This work is going to be presented at the Late-Breaking Demo Session of ISMIR 2023.
## Setup
### Datasets
In order to use the music augmentation pipeline, you will need to download the following datasets:
### Room Impulse Responses
We use the MIT impulse response (IR) survey dataset. You can download the dataset [here](https://mcdermottlab.mit.edu/Reverb/IR_Survey.html).
### Background Noise
We build our own background noise dataset by mixing samples from past [Acoustic scence datasets from the DCASE challenge](https://dcase-repo.github.io/dcase_datalist/datasets_scenes.html). We select:
- The TUT Acoustic scenes 2017. Development [here](https://zenodo.org/records/400515) and evaluation dataset [here](https://zenodo.org/records/1040168).
- The TUT Urban Acoustic Scenes 2018 Mobile. Development dataset [here](https://zenodo.org/records/1228235), and evaluation dataset [here](https://zenodo.org/records/1293901).

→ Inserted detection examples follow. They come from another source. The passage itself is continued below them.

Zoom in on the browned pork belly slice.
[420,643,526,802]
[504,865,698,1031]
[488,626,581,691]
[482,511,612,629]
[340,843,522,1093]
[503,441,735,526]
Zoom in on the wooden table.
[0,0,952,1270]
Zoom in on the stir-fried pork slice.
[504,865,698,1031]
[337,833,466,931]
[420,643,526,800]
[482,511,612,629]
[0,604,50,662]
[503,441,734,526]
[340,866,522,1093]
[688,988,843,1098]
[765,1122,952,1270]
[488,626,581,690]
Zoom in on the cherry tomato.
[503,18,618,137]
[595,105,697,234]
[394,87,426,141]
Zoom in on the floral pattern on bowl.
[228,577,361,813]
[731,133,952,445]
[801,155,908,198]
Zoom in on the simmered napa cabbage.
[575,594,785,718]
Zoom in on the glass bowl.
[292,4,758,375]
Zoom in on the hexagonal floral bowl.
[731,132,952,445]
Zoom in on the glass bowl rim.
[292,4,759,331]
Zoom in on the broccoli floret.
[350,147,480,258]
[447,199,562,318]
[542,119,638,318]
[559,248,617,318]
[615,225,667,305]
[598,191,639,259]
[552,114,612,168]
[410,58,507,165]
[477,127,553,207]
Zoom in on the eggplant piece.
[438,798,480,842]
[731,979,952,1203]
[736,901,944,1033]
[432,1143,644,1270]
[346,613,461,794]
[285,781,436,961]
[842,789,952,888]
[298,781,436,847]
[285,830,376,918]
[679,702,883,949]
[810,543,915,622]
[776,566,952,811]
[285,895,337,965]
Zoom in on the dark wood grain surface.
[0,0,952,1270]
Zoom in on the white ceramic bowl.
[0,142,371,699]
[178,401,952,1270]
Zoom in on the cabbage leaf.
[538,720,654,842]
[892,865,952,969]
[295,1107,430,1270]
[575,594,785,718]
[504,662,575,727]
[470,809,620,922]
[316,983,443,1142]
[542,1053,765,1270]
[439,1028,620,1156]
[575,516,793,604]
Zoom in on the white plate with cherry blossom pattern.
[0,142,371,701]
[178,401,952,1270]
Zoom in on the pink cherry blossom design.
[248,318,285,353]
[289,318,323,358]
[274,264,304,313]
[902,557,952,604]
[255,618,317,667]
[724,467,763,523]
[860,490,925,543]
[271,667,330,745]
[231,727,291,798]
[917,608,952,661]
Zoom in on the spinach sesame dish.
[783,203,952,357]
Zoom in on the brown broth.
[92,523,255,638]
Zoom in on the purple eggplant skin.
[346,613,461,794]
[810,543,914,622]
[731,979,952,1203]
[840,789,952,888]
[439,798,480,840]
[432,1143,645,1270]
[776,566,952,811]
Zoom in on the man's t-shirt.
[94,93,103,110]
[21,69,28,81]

- The 2020 TAU Urban Acoustic Scenes 2020 Mobile challenge. Development dataset [here](https://zenodo.org/records/3819968), and evaluation dataset [here](https://zenodo.org/records/3685828).
### Music Dataset
We use the MTG-Jamendo dataset to train different music denoising models. Download the dataset [here](https://mtg.github.io/mtg-jamendo-dataset/).
### Audio Fingerprinting Dataset
We use the Free Music Archive (FMA) Large as our reference database to evaluate the performances of Audio Fingerprinting systems to noisy query snipets.
Download the dataset [here](https://github.com/mdeff/fma).
## Running some Code
You can specify the path to the datasets folders in `docker/install/.env`.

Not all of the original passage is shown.